Image copyright © by Marcus Trahan

Brooklyn Castle

(2012)

Here’s a little documentary that will probably make you as furious as it makes me … and maybe at the same time give you some hope for the Facebook, smart phone, short-attention-span generation. I.S. 318 (and I’ve never understood why New York City schools can’t be named after people or neighborhoods like they do everywhere else) is a good intermediate school (what we would have called a junior high) whose students have won just about every prize in the children’s chess world.

No one knows why they were so good right from the inception of the program, when they won prizes the very first time they competed. Why the program continues to produce chess prodigies is no mystery at all: The teaching staff, and in particular two unsung heroes, Assistant Principal John Galvin and chess coach Elizabeth Vicary, have kept it going through dedication and sheer force of will in the face of every parsimonious bottom-line asshole in the city who keep ruthlessly cutting education budgets for “unnecessary” programs like music, the arts, and extracurricular activities like chess. I swear, it’s as if the administrators, those people who never leave their offices to see something as raw and distasteful as a student, are actively engaged in finding stuff that works, or anything that is excellent, and stamping it out.

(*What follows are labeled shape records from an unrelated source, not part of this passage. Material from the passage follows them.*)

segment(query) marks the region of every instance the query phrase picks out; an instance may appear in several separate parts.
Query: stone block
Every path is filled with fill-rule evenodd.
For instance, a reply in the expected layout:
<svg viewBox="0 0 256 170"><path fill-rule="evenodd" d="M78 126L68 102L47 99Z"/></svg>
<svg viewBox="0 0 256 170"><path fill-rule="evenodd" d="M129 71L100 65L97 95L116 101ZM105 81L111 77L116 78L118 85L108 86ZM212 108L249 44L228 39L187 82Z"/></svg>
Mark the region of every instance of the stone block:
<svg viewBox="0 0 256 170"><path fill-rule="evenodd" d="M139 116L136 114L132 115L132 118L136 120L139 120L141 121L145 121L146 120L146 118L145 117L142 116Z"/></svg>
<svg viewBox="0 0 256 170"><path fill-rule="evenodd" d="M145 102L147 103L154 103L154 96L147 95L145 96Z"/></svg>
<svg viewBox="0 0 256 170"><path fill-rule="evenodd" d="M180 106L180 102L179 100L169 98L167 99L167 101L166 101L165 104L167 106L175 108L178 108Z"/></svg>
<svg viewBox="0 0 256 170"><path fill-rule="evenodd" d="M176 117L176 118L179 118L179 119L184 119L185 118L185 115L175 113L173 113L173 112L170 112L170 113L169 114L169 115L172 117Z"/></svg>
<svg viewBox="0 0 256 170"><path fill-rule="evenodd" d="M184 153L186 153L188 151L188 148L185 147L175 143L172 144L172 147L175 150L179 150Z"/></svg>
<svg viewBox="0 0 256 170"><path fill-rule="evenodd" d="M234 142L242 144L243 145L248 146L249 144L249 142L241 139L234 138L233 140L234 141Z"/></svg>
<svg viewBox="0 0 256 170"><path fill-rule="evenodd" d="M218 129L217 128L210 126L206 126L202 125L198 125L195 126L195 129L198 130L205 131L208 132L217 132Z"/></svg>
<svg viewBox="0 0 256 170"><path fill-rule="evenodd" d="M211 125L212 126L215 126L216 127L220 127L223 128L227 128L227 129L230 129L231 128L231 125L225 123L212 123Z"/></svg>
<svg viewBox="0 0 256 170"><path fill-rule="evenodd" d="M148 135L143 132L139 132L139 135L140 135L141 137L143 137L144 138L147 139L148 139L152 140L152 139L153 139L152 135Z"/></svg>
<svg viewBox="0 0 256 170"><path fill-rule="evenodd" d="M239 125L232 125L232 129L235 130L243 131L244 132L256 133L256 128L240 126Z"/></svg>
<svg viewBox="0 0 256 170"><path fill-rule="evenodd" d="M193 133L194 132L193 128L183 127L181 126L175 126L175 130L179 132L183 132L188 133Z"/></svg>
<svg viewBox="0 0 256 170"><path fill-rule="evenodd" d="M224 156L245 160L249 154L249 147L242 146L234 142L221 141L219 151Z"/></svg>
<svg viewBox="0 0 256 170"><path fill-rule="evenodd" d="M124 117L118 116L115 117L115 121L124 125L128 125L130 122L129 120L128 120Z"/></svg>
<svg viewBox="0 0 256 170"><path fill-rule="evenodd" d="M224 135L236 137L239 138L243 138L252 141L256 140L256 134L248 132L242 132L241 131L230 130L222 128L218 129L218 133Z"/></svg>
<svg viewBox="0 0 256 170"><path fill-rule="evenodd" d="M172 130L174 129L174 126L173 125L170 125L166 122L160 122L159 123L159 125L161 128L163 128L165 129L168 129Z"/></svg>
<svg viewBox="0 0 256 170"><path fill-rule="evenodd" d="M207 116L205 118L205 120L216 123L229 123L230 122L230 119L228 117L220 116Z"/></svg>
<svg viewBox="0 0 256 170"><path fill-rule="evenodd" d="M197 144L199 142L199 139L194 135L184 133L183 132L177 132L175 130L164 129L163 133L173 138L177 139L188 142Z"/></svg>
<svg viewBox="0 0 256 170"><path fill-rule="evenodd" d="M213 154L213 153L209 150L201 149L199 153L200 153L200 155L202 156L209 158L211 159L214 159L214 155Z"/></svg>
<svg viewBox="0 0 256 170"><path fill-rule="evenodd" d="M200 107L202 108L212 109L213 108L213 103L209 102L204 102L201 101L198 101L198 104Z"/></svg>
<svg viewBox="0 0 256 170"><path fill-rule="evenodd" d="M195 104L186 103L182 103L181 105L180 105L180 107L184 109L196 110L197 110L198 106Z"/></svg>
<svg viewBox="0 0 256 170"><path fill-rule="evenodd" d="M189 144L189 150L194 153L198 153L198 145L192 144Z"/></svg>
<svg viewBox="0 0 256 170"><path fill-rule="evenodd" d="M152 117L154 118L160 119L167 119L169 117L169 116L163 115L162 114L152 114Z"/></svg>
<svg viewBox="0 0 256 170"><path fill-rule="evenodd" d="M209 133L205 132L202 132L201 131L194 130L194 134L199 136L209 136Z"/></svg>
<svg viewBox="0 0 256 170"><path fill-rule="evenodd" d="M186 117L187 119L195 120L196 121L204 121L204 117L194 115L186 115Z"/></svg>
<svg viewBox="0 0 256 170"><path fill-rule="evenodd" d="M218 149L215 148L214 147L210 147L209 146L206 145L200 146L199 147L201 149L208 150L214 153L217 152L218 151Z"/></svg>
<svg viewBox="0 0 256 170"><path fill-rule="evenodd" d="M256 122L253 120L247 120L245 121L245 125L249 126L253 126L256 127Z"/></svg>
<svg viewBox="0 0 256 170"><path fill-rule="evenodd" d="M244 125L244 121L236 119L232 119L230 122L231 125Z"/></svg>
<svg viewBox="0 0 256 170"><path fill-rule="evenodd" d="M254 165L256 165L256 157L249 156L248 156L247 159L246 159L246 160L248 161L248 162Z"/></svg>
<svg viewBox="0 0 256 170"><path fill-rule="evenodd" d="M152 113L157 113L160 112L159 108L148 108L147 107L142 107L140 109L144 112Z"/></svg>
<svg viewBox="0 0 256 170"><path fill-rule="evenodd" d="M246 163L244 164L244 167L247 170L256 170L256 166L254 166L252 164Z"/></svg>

The movie follows five kids who give one hope for the future. They have phones like everyone else, but they don’t spend all their time with their noses buried in them. Instead, you’re more likely to find them hunched over a chess board, and they are damn serious about it. They travel to Dallas and Minnesota and Saratoga for tournaments (and have to raise most of their travel expenses themselves), and usually beat everyone in sight. Not always; learning how to lose and get over it is part of what they learn from these matches. Rochelle wants to become the first female African-American chess master, for which she needs to achieve a rating of 2000 on an arcane system I didn’t understand. In the end, she is very close, and has won a full-ride scholarship to the University of Texas at Dallas, worth about $65,000! Who said chess didn’t pay? Pobo (his parents are from Nigeria but he is American-born; his full first name has about five more syllables) is elected class president, and mentors the younger kids. Justus is so good at the age of twelve that everyone agrees he might become a grand master.

So, aside from the scholarship, mastery of chess and a dollar will get you a cup of coffee, right? I mean, what good it is? Will it help you in later life? Well, who the fuck knows? I never did anything directly with the time I spent in the Nederland High School Band, I never earned a nickel from my (very minor) skills as a French horn player. But it was one of the most valuable things I ever did in high school. It taught me so much more than just music. Myself, I am totally rotten as a chess player, I just don’t understand it, but I am in favor of anything that a child can be passionate about. And still they cut the budgets. Yeah, I know it’s hard economic times, but I believe that education is the absolute last thing a city or state should cut in bad times. Why is it that it’s always the first thing? Well, kids can’t vote, can they? But believe me, if we don’t give our kids a good, enriching education, they will repay us tenfold in misery when they get to be adults.